Quand une entreprise grandit, un problème revient vite sur la table : où investir son temps, son budget et ses efforts ? Toutes les activités ne se valent pas. Certaines génèrent de la croissance. D’autres consomment des ressources sans créer beaucoup de valeur. Et puis il y a celles qu’on garde “par habitude”, alors qu’elles mériteraient d’être repensées.
C’est précisément là qu’intervient la matrice McKinsey, aussi appelée matrice attractivité / compétitivité. Son objectif est simple : vous aider à évaluer vos activités stratégiques pour décider où renforcer vos moyens, où maintenir le cap, et où réduire la voilure. En clair, c’est un outil de pilotage. Pas une usine à gaz.
Dans cet article, on va voir comment utiliser cette matrice de façon concrète, avec une méthode simple, des exemples parlants et des critères faciles à appliquer dans une PME, une start-up ou une activité de service.

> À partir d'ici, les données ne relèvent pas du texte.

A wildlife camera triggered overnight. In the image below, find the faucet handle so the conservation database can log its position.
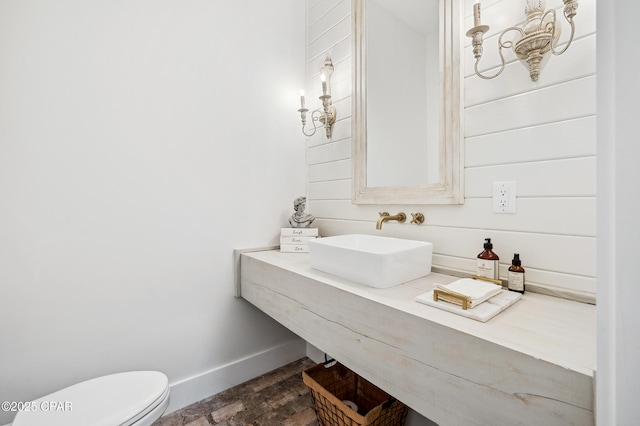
[411,213,424,225]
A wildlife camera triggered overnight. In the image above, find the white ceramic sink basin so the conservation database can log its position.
[309,234,433,288]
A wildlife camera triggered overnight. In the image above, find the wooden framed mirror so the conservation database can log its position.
[352,0,464,204]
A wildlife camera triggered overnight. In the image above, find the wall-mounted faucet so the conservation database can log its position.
[376,212,407,229]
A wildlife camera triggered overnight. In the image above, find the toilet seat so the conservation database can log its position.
[12,371,169,426]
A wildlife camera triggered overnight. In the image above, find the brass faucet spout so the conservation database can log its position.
[376,212,407,229]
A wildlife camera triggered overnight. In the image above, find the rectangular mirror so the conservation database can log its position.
[352,0,464,204]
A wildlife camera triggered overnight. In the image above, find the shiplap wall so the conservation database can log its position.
[305,0,596,301]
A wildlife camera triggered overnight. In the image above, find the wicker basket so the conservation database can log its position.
[302,363,408,426]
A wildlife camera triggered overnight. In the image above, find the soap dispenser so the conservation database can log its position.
[476,238,500,280]
[507,253,524,293]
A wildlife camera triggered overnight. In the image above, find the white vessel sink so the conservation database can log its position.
[309,234,433,288]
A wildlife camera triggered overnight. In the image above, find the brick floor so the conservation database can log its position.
[153,358,318,426]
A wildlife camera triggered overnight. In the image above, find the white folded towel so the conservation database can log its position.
[434,278,502,308]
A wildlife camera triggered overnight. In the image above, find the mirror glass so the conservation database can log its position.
[353,0,462,204]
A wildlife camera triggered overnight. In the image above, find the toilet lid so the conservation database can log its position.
[12,371,169,426]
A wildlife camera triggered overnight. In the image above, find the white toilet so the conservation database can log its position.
[12,371,169,426]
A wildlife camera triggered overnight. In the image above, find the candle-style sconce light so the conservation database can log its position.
[298,56,336,139]
[467,0,578,81]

À quoi sert la matrice McKinsey
La matrice McKinsey aide à classer vos activités, produits, services ou segments de marché selon deux axes :
L’idée n’est pas de regarder uniquement le chiffre d’affaires actuel. Une activité peut bien vendre aujourd’hui, mais être bloquée demain par une concurrence agressive, une marge faible ou un marché qui ralentit. À l’inverse, une activité encore petite peut avoir un énorme potentiel si le marché est porteur et que vous avez une vraie différence.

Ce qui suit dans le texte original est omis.